Il fait une chaleur d'enfer alors que l'endroit rappelle plutôt le paradis. Depuis deux jours la pression n'était plus suffisante pour que l'eau arrive jusqu'au mas. Sur deux mille mètres à partir de la source nous avons longé le tuyau pour chercher les fuites causées par les rongeurs. Jean-Pierre, qui passa tout un été à dessiner le meilleur tracé pour un dénivelé de seulement dix mètres, nous guide le long des pentes escarpées. Les tapis d'épines de pin glissent comme une piste de ski et les piquants des cupules séchées des châtaigniers traversent nos tennis inadaptées à la balade. Presque arrivée, Françoise se tord une cheville avant un vol plané qui la laisse hilare sur le carreau. Le lendemain elle ne peut plus faire un pas. La pommade, l'arnica et le bandage la remettront bientôt sur pied, mais l'eau n'arrive toujours pas bien que Jean-Pierre ait colmaté le tuyau à chaque série de morsures ravageuses. Son système est astucieux : tuyau perché à la source pour évacuer les bulles d'air, réservoir placé au-dessus du mas pour donner de la pression, etc. Mais là il manque quelques mètres pour que l'eau le remplisse, notre ami en perd son latin et la vaisselle s'accumule. Nous ne sommes tout de même pas à sec, je ne parle ni du rouge ni du rosé, mais du robinet qui coule suffisamment pour que nous puissions remplir des bidons. Hélas plus assez pour alimenter la plomberie de toute la maisonnée.

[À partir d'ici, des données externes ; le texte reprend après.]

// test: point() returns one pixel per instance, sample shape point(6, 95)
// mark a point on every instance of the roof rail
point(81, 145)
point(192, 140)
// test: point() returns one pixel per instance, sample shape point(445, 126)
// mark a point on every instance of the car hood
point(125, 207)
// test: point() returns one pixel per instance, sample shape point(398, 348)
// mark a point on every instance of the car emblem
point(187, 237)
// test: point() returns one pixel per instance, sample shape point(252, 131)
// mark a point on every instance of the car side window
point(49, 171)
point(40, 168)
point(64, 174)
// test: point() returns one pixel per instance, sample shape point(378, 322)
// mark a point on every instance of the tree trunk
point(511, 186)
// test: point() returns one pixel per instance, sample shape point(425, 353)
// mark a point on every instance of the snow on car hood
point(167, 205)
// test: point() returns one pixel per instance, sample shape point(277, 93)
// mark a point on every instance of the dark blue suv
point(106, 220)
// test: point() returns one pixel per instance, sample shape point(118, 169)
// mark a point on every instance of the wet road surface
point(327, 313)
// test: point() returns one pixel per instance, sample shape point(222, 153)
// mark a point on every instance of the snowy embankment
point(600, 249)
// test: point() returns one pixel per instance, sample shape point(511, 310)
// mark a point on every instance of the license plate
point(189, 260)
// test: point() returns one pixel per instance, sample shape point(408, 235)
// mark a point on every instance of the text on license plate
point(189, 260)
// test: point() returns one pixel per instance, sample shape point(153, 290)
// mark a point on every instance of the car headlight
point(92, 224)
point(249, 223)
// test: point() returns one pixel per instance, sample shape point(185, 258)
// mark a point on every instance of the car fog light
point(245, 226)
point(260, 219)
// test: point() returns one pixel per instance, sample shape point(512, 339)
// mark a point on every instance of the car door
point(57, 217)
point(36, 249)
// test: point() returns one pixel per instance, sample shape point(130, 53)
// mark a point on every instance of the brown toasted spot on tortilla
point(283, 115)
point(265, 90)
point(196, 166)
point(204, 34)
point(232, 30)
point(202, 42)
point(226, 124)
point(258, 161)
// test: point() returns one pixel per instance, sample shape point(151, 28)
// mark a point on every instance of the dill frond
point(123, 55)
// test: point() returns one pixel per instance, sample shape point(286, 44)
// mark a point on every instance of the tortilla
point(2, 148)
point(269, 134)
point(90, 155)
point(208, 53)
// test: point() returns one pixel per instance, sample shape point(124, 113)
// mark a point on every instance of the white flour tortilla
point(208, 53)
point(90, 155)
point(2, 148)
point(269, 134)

Pendant qu'il planche sur son problème de robinets les filles font des cadres. Michèle nettoie ceux des abeilles à la flamme. Françoise passe des heures à attendre que Scotch veuille bien descendre la longue échelle en métal depuis la mezzanine où il a élu domicile. Ces dernières années les ruches ont été décimées. Frelons tueurs, teigne, pesticide, ondes ? Jean-Pierre est retourné à la source et a fini par trouver un défaut dans l'amorçage en amont. L'eau est revenue à la joie de tous. Habiter cet havre de paix exige que l'on soit des as du bricolage. Comme j'en suis très loin nous allons bientôt rejoindre nos pénates au confort parisien et réfléchir aux choix que nous propose l'avenir. Mais ça c'est une autre histoire…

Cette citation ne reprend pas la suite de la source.